The first novel threw a lot of stuff at the reader which was sketchy to understand. The second book, although taking place on another continent, helps ground the reader even as the novel itself was very grim. Now, in Memories of Ice, with a lot more under the readers feet (I would not suggest that anyone try to tackle this series except at the beginning), things make a lot more sense, conflicts are a lot more understandable, and the stakes are more easily understood.
Erikson describes his unique brands of sorcery very well, his characters run the gamut from grim hard edged warriors to barbarian princesses of war, to even a a comic relief character who, when the chips are down, proves to be a lot more than he appears. A lot of the story of the Bridgeburners is wrapped up by the end of this, although there are obvious threads for certain of those characters to continue.

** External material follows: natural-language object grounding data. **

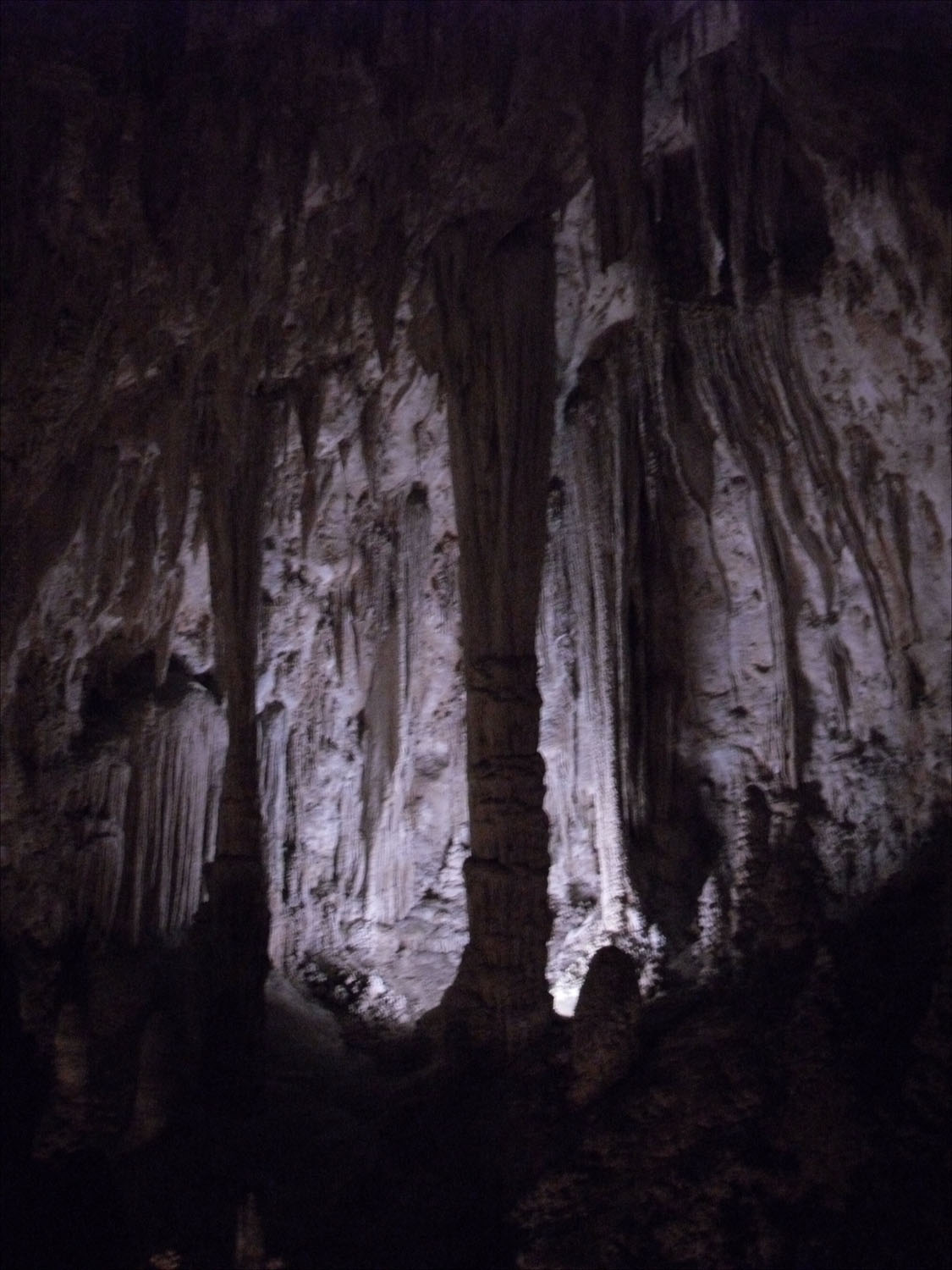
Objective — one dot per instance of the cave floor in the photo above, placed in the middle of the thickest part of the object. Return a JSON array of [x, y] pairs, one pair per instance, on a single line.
[[358, 1155]]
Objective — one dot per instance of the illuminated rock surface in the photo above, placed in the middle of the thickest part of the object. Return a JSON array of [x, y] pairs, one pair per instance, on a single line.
[[476, 489]]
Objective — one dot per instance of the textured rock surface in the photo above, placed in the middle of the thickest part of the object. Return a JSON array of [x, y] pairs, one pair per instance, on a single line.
[[515, 434]]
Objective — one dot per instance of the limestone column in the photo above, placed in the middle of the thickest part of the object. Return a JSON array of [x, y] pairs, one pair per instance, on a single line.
[[236, 916], [495, 302]]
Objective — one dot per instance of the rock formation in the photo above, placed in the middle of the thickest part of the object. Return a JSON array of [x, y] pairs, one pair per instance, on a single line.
[[475, 490]]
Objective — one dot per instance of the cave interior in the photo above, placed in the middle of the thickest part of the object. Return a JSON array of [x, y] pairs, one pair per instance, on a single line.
[[476, 621]]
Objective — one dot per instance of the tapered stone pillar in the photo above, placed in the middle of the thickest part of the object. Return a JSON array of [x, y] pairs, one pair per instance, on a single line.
[[495, 301], [236, 916]]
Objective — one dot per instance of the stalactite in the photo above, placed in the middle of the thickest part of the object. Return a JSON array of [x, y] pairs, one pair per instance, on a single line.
[[177, 759]]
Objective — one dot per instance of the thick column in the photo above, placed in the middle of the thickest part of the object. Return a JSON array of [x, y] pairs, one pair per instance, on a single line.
[[495, 302]]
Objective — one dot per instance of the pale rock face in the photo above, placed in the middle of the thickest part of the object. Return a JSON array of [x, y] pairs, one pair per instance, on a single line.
[[233, 518]]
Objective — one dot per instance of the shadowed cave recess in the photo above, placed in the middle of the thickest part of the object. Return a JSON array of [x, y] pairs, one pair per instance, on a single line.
[[476, 614]]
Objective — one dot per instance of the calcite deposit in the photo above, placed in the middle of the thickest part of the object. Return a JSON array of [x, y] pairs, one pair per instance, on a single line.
[[476, 489]]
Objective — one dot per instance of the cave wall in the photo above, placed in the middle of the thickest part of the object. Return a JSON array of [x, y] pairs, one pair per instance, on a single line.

If you do make your way up to and through ths novel, its certain you will find characters in the tome you will hate, and others you will absolutely adore.
It was a long and tough slog, though. Erikson is not a light, quick read by any means. Still, I am very glad to have made it, and at some point, after some decompression with other things, I look forward to reading the fourth volume, House of Chains, in which we return to the continent of Seven Cities as seen in the second book.